A highlight of the trip in terms of humour was me attempting to ride Abi's bike, which is possibly the most humiliating thing I have done since being in Uganda. Even though Bex had put the seat down for me, I still had real trouble mouting the bike and after several failed attempting and one of Bex's colleagues suggesting she doesn't take me on the main road (I had to insit I do know how to ride a bike, I'm just a bit challenged in the leg length department) I managed to get on and we were off down to the village to pick up rolexes for our dinner. Luckily there was a slope in the village I could mount my bike from...
Kampala.
This week we have spent so long in Kampala I'm starting to feel like Safari Lodge is my home. We stayed here to celebrate NYE, which was great fun despite being filled with drama. Some of us spent the countdown at a new club called Mish Mash, which was a bit like being in a really posh house/art gallery/ bar. Jessie and Bex made it just in time with 2 minutes to go, we had loads of fun with the free drinks and Jessie got her sparklers out of the countdown and we could see fireworks going off all over Kampala. After sitting in the treehouse for a while, most of us decided to head to Bubbles as our rep Finn was there and said it was really good. After Bubbles we rounded the night off at Iguana and when I finally crawled into bed it was 5:30am.
New years day was a bit more subdued, we got Uchumi sandwiches and sat on Garden City rooftop before waving Bex off to get the 15 hour overnight coach to Kenya to meet her friend at Nairobi airport. That eveni8ng we went to the very yummy Indian down the road for a curry, then watched a film on Fred's laptop that I lasted about 20 minutes into before crashing and falling asleep.

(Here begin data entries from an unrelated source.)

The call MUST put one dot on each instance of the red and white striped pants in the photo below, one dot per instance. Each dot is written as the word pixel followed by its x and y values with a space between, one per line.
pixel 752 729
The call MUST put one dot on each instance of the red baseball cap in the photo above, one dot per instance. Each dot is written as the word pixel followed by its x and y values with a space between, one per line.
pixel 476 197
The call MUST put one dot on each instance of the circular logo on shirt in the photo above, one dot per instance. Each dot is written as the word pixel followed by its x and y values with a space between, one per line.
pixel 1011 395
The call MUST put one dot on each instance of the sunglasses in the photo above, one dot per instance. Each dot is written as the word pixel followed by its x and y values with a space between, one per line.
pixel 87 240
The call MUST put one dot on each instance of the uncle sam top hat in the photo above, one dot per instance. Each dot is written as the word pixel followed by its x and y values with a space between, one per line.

Ou trip to Jinja has been delayed a bit due to loads of stress concerning Jessie's passport after she got her bag snatched the week before. So last night we decided to treat ourselves and went for curry at the restraunt owned by a guy that Abi met on one of the many nights out we've had in the past couple of weeks, we got a great deal and had loads of delicious food. My stomach still hurt this morning!
What's next?
We're off to Jinja this afternoon to meet up with the rest of the gang and celebrate Sam's 18th birthday. Tomorrow morning Beth P and I are going on a two day horseback safari which I am so exicted for, though a little bit dreading how my arse will feel after 36 hours in the saddle! On Saturday there is a group of us thinking of heading off on a very impromptu trip to Kenya to soak up the sun on white sandy beaches and explore the marine national park. After that we'll be returning home, and I need to prepare for the new term beginning on the 31st of Jan!
- comments
nan and grandad lovely to catch up on your exploits, Take care and enjoy..love Nan XX
nan n grandad lovely to catch up on your exploits, take care and enjoy Love nan X X X
Anne Matthews you seemto be having an interesting time.We have been to some of the places you have visiyed butso long ago to remember much.Mombasa was ur favourite holiday place.Thank you for your letter.Hope the xmas money was appreciated? Enjoy the rest of your stay.